One year ago this week, a former student murdered her newborn baby. At the time that her child would have been celebrating its first birthday, Christina Fiske has been sentenced to between 94 and 122 months active jail time in a state correctional facility as the result of a plea bargain.
Many people are saying that the plea bargain was light. According to the Bureau of Justice Statistics criminal sentencing statistics, the average sentence for violent offenses in 1996 was 105 months in prison.
On average, felons in this category only served about 78 months of their sentence. The average sentence all together that year for those felons sent to state prisons was five years, but “were more likely to serve almost a half (45%) of that sentence.”
So, how long will Fiske spend in prison for the murder of her child, now known as Jessica Nicole?
The chances are that Fiske will serve the minimum amount of time decided in her plea bargain. If statistics hold true, Fiske will serve about the same amount of time as someone convicted and sent to state prison for felony drug possession.
How does the court decide that this is fair?
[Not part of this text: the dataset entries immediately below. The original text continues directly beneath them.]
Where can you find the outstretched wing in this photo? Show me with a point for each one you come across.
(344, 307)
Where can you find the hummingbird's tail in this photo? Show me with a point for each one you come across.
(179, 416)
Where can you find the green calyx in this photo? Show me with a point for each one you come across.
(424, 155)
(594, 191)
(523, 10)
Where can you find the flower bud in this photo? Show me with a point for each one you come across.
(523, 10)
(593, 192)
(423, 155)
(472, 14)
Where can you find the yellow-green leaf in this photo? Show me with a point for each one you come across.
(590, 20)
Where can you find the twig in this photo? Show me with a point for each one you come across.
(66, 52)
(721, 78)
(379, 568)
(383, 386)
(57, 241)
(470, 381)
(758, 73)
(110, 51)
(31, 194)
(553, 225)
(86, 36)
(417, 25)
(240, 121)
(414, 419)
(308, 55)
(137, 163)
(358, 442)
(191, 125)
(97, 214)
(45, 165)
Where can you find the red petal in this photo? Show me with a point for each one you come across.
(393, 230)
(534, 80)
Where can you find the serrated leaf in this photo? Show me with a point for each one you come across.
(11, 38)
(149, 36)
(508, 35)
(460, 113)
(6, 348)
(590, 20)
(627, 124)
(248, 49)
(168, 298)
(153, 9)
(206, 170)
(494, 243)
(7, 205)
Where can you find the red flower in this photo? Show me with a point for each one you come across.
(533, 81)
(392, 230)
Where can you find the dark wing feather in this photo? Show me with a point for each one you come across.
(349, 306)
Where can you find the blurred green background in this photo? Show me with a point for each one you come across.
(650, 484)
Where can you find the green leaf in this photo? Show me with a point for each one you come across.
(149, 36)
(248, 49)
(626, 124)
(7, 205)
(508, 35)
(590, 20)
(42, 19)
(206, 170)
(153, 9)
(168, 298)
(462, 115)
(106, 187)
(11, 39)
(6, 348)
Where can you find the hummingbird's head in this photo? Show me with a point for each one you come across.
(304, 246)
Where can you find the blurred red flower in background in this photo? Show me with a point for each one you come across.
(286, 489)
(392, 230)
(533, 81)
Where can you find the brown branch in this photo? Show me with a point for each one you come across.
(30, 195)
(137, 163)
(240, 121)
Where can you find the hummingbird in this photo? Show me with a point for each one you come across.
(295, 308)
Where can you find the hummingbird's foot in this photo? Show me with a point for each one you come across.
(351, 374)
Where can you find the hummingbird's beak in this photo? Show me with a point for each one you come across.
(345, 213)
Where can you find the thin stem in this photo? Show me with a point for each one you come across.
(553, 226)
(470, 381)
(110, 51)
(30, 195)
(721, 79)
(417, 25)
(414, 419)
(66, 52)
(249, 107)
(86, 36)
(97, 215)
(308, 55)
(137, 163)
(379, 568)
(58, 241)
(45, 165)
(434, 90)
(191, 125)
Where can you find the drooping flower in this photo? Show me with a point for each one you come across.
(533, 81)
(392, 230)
Many people who were friends or family of Fiske pleaded for leniency in Fiske’s sentencing, but with the exception of the judge, no one seemed to be pleading for the memory of Jessica Nicole.
The only other support for Jessica Nicole was from a small group of advocates wearing colored ribbons in memory of what would have been the girl’s first birthday.
What’s wrong with people? Students at Western don’t seem to feel this way, but the community surrounding Fiske shows sympathy and pity for her, when the judge and law enforcement agents seem to be the only ones feeling sympathy and pity for Jessica Nicole.
Some speculate, however, that due to the amazing amount of sympathy for Fiske, that Fiske would have walked had her case been decided by a jury. This would make good reasoning, supposedly, for the district attorney to offer a plea bargain: some punishment’s better than none at all.
No matter what the statistics say, or what the court decided, many people feel that while Fiske doesn’t deserve the death penalty for her crime, she doesn’t deserve to be free in eight years, either.